Perspective can be a point of view, relative importance, the art of drawing things on a two dimensional surface to appear as though they are in a three dimensional space, and/or aerial perspective (the lighter, duller, bluer appearance) of distant objects with a huge volume of air between it and the viewer.


Some of those things are lies, lies that we tell the viewer convincingly enough for them to suspend reality in their minds eye and “see” things as they would really be were it real. Like Tromp L’oeil (literally to fool the eye), our brain doesn’t really experience reality. It has sampled reality and just kind of assumes a lot. Our hands may have experienced touch, our mouthes: taste, and our noses: odors, but our brain just interprets reality, except for headaches and dementia and things.



I like to tell people, it doesn’t really matter if you can draw an accurate portrait or figure; because, you could just draw a stick figure and our brain will interpret it as a person. We try to develop our skill in what is called realism, though, so that our drawing or painting approaches what we see in reality. It’s quite interesting really! Except, what we see isn’t real.

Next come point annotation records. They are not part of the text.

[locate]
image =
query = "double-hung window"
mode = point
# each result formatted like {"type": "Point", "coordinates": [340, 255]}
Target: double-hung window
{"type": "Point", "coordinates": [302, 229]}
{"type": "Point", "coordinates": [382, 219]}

There is reality: the object (light bouncing off an object), our eyeballs getting excited by the vibration of light, an electro-chemical signal sent down an optic nerve into a ball of neurons, and then there is an impulse sent down to our hand where we smush pencil or paint around on a flat surface. That’s like six translations removed from reality. Most of that is not reality, either, and are technically not true... interpretations, maybe. But, I digress.


So, we can get things into perspective; we can have a point of view about something; but we can also have a viewpoint looking into the picture plane (the paper or canvas) and the world we create inside that picture plane with a horizon line, vanishing points (linear perspective), and lighter, duller, bluer mountains off in the distance (aerial perspective).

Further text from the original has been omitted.